アジアンは頭についた耳をいじりながらご機嫌な様子だ。

「今日はハロウィンだからね!ベティに頼んで作ってもらったんだヨ。」
「…ふーん…」

どうでもよさげに(実際どうでもいい)返事をすると、なにを勘違いしたのかアジアンはどこからか服を出しながら戯言を言いはじめる。

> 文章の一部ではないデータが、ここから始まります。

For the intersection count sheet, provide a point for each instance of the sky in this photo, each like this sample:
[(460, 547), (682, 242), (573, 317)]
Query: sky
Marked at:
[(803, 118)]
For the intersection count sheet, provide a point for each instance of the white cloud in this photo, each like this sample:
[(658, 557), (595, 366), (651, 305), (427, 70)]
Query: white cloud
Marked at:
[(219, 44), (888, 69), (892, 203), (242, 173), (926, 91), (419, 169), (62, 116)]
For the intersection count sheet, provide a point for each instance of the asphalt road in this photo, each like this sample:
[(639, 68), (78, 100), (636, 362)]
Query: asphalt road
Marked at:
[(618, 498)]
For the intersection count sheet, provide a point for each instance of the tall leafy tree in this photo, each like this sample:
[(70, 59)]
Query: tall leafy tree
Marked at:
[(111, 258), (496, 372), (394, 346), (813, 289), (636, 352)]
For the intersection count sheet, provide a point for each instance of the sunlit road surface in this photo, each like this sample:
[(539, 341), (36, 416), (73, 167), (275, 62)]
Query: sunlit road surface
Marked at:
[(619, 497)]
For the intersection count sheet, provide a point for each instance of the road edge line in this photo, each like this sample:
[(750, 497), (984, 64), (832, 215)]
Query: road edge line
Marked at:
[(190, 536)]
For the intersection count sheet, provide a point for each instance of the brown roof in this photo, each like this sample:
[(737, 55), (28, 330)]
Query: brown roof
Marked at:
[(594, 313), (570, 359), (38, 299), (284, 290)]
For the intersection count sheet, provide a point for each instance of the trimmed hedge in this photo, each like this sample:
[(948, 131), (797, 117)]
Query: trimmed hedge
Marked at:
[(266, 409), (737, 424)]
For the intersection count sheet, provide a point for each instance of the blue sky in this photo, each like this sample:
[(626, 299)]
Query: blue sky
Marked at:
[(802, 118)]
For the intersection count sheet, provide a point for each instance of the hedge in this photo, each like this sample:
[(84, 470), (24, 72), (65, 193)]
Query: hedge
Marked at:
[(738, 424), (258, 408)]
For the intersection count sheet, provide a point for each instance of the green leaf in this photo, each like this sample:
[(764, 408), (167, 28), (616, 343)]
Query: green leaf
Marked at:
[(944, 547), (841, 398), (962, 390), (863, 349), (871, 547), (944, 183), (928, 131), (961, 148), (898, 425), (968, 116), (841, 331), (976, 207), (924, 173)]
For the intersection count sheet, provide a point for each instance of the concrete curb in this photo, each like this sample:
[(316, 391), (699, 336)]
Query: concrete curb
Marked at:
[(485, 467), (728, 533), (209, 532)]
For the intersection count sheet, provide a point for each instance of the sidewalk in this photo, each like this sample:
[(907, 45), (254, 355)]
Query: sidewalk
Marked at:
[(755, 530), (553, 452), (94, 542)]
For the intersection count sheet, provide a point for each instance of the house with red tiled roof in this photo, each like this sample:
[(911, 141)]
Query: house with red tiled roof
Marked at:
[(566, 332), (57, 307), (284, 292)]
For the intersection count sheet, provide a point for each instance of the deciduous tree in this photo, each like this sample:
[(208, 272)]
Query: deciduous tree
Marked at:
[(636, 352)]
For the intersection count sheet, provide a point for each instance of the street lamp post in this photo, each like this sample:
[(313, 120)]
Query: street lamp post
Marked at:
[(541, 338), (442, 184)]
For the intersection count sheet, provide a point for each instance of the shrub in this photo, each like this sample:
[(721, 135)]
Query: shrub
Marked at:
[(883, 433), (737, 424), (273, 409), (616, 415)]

「あ、もちろんマリアのもあるんだヨ!ベティから借りてきた魔女のいしょブフッ…!」
「自分で着てろこの変態っ!」

もうなんなわけ!?僕にとってハロウィンって厄日!?

「もういいから帰れっ!」
「ダメだよマリアっ!」

鳩尾にストレートを撃ち込みそう叫ぶが今日のアジアンはなかなか帰ろうとしない。

「トリック・オア・トリートって言ったじゃないか。」
「…だから?」

アジアンの言葉に自然と眉間にしわがよる。嫌な予感でいっぱいなんだけどで。

「だからお菓子をくれないんだったら悪戯だヨ。」

そう言いながら、にこーっと笑うアジアン。多分、僕がお菓子を持っていないと確信してきたんだろう。

…でも残念でした。

「…はい。」
「…え…?」

アジアンにキャンディーを一つ渡す。

「え?ってなに?お菓子欲しかったんでしょ?」

アジアンはどうして?って顔をしながら僕を見てくる。

「…たまたまあっただけだよ!ほら、いいからもう帰れば!」
「あ、マリア!」

その視線に居たたまれなくて今度こそ扉を閉める。

「…ふん…別に楽しみになんてしてなかったし…。」

呟く視線の先にはお菓子の山。

「…追い返さずに一緒に食べればよかったかな…」

今年の10巡月31番目は去年と違ってとても静かな日になった。